The COVID-19 pandemic has been an unprecedented challenge. The worst public health emergency for a century has had a profound impact on the NHS. Staff have treated more than half a million COVID-19 patients over the last 18 months in hospital alone. The pandemic has illuminated chronic problems in our health and social care system, and made many of them worse. For instance, when COVID-19 broke out, there were thousands of hospital beds filled with people that could have been better cared for elsewhere. The number of NHS patients waiting for tests, surgery and routine treatment in England is at a record high of 5.5 million and could potentially reach 13 million over the next few years. Health services in other parts of the UK have faced similar challenges. [Building Back Better: Our Plan for Health and Social Care. Presented to Parliament by the Prime Minister by Command of Her Majesty, 2021]
SOLVING THE PROBLEM?
To solve this problem, Artificial Intelligence offers various techniques in applying AI to healthcare, which can considerably change the effect of any pandemic in the UK and/or globally. AI can change our future in healthcare.
By partnering and working alongside The Alan Turing Institute, Imperial College and other AI companies in HealthCare we can build a first of its kind HealthCare Neural Network which would put the United Kingdom at the forefront of HealthCare Technology.
Four Stages of applying AI in HealthCare:
a. Early Detection and Surveillance of data: AI can analyse an immense set of data from medical records in a very short time, social media and news reports and identify patterns and predict disease outbreaks much faster than traditional methods.By analysing these diverse sources, AI can identify patterns and trends that might be missed by traditional methods.
Here's how:
a.1. Real-time analysis: AI can continuously monitor these data streams, allowing for much faster detection of potential outbreaks compared to waiting for official reports. a.2. Pattern recognition: AI algorithms can identify subtle patterns in the data, such as increases in specific keywords on social media or correlations between geography and diagnoses in medical records. a.3. Predictive modelling: AI can be used to build models that predict the potential spread of an outbreak based on historical data and current trends. These capabilities allow AI to provide early warnings of potential outbreaks, giving public health officials a head start in containing them.
b. Diagnosis and Treatment: AI can analyse medical images like X-rays and CT scans to improve accuracy and speed up diagnoses. AI can analyse patient data to recommend personalized treatment and predict potential drug interactions.

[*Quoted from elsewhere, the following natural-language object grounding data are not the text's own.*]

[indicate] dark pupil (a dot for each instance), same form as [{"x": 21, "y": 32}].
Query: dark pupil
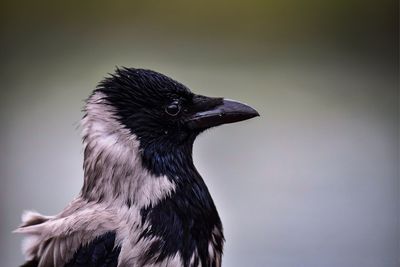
[{"x": 173, "y": 109}]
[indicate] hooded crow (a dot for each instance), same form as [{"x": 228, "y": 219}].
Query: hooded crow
[{"x": 143, "y": 203}]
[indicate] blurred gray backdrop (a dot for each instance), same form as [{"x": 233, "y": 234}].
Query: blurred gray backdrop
[{"x": 313, "y": 182}]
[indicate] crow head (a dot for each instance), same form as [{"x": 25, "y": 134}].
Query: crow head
[{"x": 164, "y": 115}]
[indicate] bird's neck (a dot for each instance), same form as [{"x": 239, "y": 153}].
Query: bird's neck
[
  {"x": 157, "y": 182},
  {"x": 113, "y": 168}
]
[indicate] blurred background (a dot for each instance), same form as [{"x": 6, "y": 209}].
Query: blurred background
[{"x": 313, "y": 182}]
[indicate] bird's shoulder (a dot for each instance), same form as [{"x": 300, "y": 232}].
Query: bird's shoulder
[{"x": 82, "y": 233}]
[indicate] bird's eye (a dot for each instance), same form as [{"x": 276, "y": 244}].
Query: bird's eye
[{"x": 173, "y": 109}]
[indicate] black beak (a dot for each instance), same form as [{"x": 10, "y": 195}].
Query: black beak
[{"x": 226, "y": 111}]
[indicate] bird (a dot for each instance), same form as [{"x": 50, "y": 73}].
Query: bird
[{"x": 143, "y": 202}]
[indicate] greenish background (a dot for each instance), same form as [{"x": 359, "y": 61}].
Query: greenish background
[{"x": 313, "y": 182}]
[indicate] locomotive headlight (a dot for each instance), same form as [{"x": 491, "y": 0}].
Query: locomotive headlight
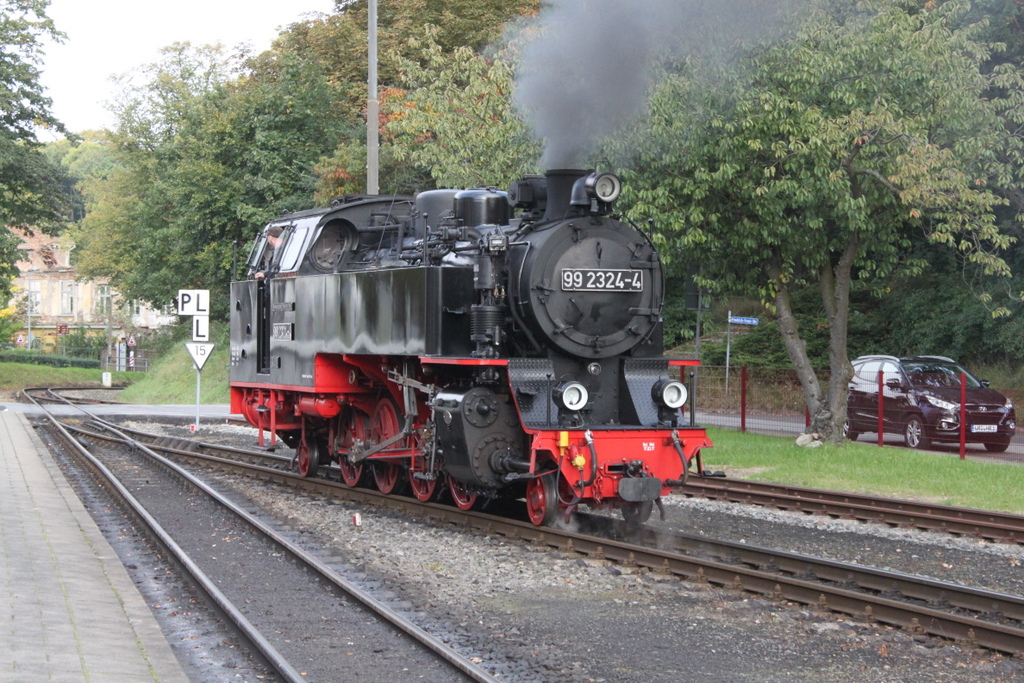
[
  {"x": 604, "y": 186},
  {"x": 671, "y": 393},
  {"x": 572, "y": 395}
]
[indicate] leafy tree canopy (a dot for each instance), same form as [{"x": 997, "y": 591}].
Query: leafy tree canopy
[
  {"x": 30, "y": 184},
  {"x": 820, "y": 160}
]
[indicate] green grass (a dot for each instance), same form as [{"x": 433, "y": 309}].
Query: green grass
[
  {"x": 172, "y": 379},
  {"x": 863, "y": 468},
  {"x": 16, "y": 376}
]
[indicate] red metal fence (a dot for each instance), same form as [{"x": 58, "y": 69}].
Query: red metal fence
[{"x": 770, "y": 400}]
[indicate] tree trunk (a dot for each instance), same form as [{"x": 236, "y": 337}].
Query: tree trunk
[
  {"x": 796, "y": 347},
  {"x": 836, "y": 297}
]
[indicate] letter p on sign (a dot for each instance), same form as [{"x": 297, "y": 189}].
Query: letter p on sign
[{"x": 194, "y": 302}]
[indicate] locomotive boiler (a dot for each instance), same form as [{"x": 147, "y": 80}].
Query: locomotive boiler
[{"x": 476, "y": 342}]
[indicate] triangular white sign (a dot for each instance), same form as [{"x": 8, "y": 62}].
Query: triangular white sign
[{"x": 200, "y": 352}]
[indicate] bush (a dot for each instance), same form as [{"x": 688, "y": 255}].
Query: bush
[{"x": 47, "y": 359}]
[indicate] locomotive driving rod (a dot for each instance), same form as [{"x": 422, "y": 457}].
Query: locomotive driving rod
[{"x": 407, "y": 430}]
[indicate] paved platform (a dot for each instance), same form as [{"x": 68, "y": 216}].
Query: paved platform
[{"x": 69, "y": 611}]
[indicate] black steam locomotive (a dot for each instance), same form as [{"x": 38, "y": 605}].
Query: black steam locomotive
[{"x": 438, "y": 342}]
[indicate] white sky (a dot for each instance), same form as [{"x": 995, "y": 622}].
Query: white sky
[{"x": 111, "y": 37}]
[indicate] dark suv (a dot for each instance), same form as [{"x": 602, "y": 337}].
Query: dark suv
[{"x": 922, "y": 400}]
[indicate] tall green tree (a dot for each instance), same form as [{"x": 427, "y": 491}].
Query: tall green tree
[
  {"x": 818, "y": 162},
  {"x": 30, "y": 184},
  {"x": 457, "y": 121}
]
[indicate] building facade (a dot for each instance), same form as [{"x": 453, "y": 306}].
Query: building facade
[{"x": 53, "y": 300}]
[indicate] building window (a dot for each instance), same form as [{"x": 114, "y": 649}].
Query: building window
[
  {"x": 34, "y": 297},
  {"x": 67, "y": 297},
  {"x": 103, "y": 300}
]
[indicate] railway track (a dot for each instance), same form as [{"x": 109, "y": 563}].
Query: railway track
[
  {"x": 971, "y": 616},
  {"x": 132, "y": 479},
  {"x": 997, "y": 526}
]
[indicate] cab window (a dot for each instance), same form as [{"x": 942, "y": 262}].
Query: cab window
[{"x": 293, "y": 249}]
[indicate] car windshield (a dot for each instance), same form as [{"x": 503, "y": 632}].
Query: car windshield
[{"x": 937, "y": 374}]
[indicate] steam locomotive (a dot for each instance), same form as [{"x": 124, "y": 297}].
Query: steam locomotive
[{"x": 439, "y": 342}]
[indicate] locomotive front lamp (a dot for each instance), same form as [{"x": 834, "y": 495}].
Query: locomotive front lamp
[
  {"x": 671, "y": 393},
  {"x": 572, "y": 395},
  {"x": 605, "y": 186}
]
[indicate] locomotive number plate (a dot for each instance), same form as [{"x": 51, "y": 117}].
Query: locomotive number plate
[{"x": 601, "y": 280}]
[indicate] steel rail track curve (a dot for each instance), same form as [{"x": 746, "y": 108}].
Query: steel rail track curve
[
  {"x": 433, "y": 644},
  {"x": 921, "y": 605},
  {"x": 998, "y": 526},
  {"x": 256, "y": 639}
]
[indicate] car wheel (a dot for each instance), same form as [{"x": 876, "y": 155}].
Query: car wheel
[
  {"x": 849, "y": 433},
  {"x": 999, "y": 444},
  {"x": 913, "y": 434}
]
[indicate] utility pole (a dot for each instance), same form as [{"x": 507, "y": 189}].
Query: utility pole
[{"x": 373, "y": 108}]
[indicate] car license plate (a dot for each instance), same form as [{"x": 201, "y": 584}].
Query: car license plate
[{"x": 601, "y": 280}]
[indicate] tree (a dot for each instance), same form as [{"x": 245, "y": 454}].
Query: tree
[
  {"x": 818, "y": 161},
  {"x": 457, "y": 119},
  {"x": 30, "y": 184}
]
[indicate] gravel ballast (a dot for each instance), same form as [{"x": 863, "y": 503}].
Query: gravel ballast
[{"x": 537, "y": 614}]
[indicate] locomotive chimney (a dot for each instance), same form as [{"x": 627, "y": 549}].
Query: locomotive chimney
[{"x": 560, "y": 183}]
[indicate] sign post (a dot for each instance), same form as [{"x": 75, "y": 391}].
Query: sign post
[
  {"x": 733, "y": 319},
  {"x": 200, "y": 353},
  {"x": 197, "y": 304}
]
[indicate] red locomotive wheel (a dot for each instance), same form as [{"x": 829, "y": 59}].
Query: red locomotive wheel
[
  {"x": 542, "y": 500},
  {"x": 308, "y": 456},
  {"x": 423, "y": 489},
  {"x": 463, "y": 499},
  {"x": 382, "y": 427}
]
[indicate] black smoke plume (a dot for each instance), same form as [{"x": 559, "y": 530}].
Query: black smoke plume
[{"x": 590, "y": 68}]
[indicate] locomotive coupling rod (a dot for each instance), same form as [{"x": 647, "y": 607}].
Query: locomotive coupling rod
[
  {"x": 407, "y": 431},
  {"x": 682, "y": 457},
  {"x": 398, "y": 378}
]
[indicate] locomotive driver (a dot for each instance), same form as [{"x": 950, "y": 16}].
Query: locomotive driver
[{"x": 273, "y": 241}]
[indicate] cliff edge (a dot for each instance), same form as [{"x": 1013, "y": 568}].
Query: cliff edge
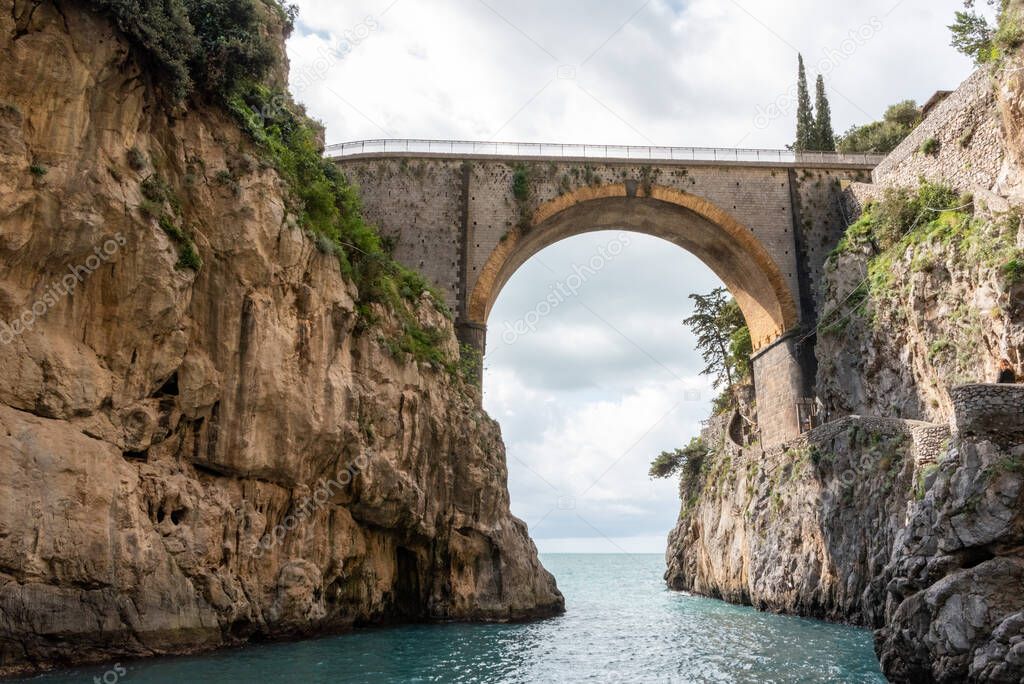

c. Resource Allocation and Response: AI in healthcare can model the spread of an epidemic and make predictions of areas most likely to be affected. This can help to allocate resources such as Healthcare Personnel and medical supplies such as vaccines.
d. Drug Discovery and Development: AI can analyse vast datasets of genetic information and chemical compounds to accelerate the development of new drugs and vaccines.